Le festival s’ouvrait pour moi (en retard) avec le dj set de Rebeka Warrior, la moitié de Sexy Sushi. Il a beau être précisé que c’est un dj set, on est déçu de retrouver si peu de l’esprit Sexy Sushi et un show bien moins travaillé que ce qu’on avait pu voir en 2013. Ensuite c’est au tour de Salut C’est Cool pour un live bien plus fun, toujours la patate ! Comme d’habitude, ils laissent le public monter sur scène pour faire une partie du show et ont joué leurs plus grands titres. Julian Jeweil nous a donné sa techno habituelle, sans concession. Je voulais voir Club Cheval, que j’ai trouvé sympathique mais pas non plus exceptionnel … Pour finir avec la sombre et mouvementée minimale de Droplex.

Coups de cœur : Panda Dub & Aphrodite

Pour le samedi, j’avais le parti pris de rester surtout à la main stage, n’étant pas attiré par la Trance et le hardcore des deux autres scènes ; on m’en a par la suite dit du bien (notamment). L’entourloop est une performance toujours très agréable à vivre. Quant à Panda Dub, il a présenté son nouvel album que j’ai trouvé plus électronique expérimental (dans la fibre « High Tone ») que les précédents. Brain Damage était dans le même registre mais plus pêchu, parfait pour poursuivre. Adi Shankara ne dénotait pas mais je l’aurais certainement apprécié plus tôt dans la soirée. Aphrodite, que je revoyais pour la troisième fois, régale avec sa drum’n’bass survoltée.

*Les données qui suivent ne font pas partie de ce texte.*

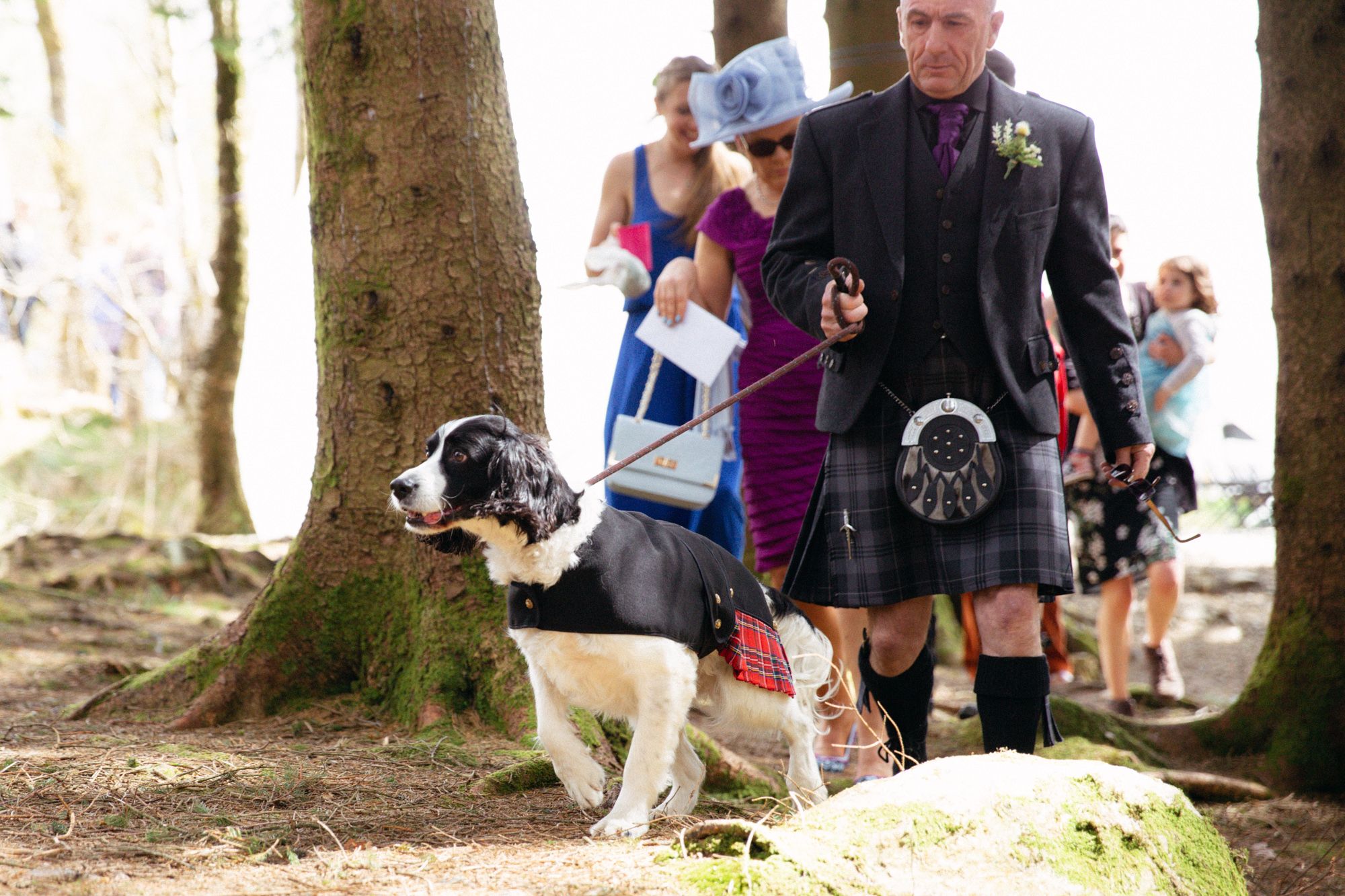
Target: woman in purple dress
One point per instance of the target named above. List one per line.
(757, 101)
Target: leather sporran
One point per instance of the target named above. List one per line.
(950, 470)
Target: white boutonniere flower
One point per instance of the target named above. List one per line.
(1012, 143)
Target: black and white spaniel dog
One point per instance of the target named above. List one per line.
(621, 615)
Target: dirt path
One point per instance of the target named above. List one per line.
(334, 801)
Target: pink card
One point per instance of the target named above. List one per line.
(636, 239)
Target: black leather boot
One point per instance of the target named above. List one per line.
(1013, 694)
(905, 702)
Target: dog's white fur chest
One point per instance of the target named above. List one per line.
(609, 674)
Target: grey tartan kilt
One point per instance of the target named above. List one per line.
(894, 556)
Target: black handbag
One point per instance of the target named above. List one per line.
(950, 470)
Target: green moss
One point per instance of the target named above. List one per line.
(1291, 706)
(722, 779)
(529, 774)
(775, 876)
(1102, 857)
(1085, 748)
(1077, 720)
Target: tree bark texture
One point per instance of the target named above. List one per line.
(224, 510)
(1292, 706)
(866, 48)
(743, 24)
(428, 310)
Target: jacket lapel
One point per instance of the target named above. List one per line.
(1000, 193)
(884, 145)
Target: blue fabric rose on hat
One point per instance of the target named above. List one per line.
(743, 93)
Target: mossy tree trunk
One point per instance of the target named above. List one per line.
(743, 24)
(428, 310)
(224, 510)
(866, 48)
(1292, 706)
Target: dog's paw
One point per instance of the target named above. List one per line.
(583, 780)
(614, 826)
(681, 801)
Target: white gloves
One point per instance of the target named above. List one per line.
(619, 268)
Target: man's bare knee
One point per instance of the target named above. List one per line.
(1009, 618)
(898, 635)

Coups de cœur : Chinese Man & Dope DOD

Le troisième soir débutait avec Clozee, plutôt tranquille mais avec les bonnes bass qui mettent bien. Al’tarba, a mis une bonne chauffe, présentant aussi son dernier album. Chinese nous a offert, en milieu de soirée, un show titanesque comme à leur habitude. Un vrai régal. Je suis passé voir l’iconique groupe lyonnais l’Animalerie qui rafraichit n’importe quel public par leur punch. Dope DOD a par la suite délivré une grande violence qui est, en fait, un peu leur patte dans le hip hop. On saute, on boit, on pogote, on saute, on ne voit pas le temps passer et fini dévasté ! Si bien que ni Dj Pone (sauf pour la macarena), ni Senbeï ou Phobos n’ont réussi à me retenir pour clore ce festival … !

L’organisation est toujours aussi carrée, c’est pourquoi je me permets de ne pas faire plus de commentaire dessus. Rien ne vient gâcher l’appréciation du festival.